Thanks for the help and I hope this question is clear enough.
UPDATE THE QUESTION I see I did a pretty poor job of asking the question so I have made some edits.
Upvotes: 0
Views: 55
Reputation: 351218
Here is PHP implementation for when you have the input text in a variable $input
:
$stack = [];
foreach(explode("\n", $input . "\n.") as $line) {
$line = trim($line);
$type = ltrim($line, ".");
$dots = strlen($line) - strlen($type);
if (!$dots || $dots > count($stack) + 1) throw new Exception("Bad input format");
while($dots <= count($stack))
$xml[] = str_repeat(" ", count($stack)-1) . array_pop($stack);
$xml[] = str_repeat(" ", count($stack)) . "<$type>";
$stack[] = "</$type>";
}
$xml = implode("\n", array_slice($xml, 0, -1));
echo $xml;
See it run on eval.in.
Upvotes: 1
Reputation: 47020
Your example isn't consistent. Assuming the last ...step3
is a mistake, this will do what you want.

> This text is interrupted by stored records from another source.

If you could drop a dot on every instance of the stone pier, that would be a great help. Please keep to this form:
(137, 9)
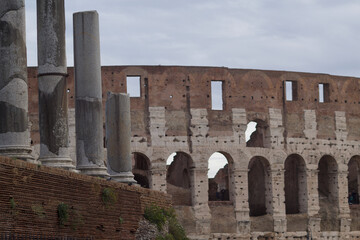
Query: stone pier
(52, 73)
(118, 137)
(88, 94)
(14, 127)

It's in perl, but should easily translate.
sub main {
my @labels;
while (<>) {
if (/^(\.+)(.*)$/) {
my $level = length($1);
print "</" . pop(@labels) . ">\n" while $level <= scalar(@labels);
die "Bad input" unless $level == 1 + scalar(@labels);
print "<" . $2 . ">\n";
push @labels, $2
}
}
print "</" . pop(@labels) . ">\n" while (@labels);
}
main;
It's using a simple stack and processing level changes with respect to current stack size.
I'll let you work out the indentation. You can do this based on stack size, too.
Addition
Well, you've changed the question quite a bit. But the basic approach of using a stack and processing level changes with respect to stack length will still work fine.
Upvotes: 1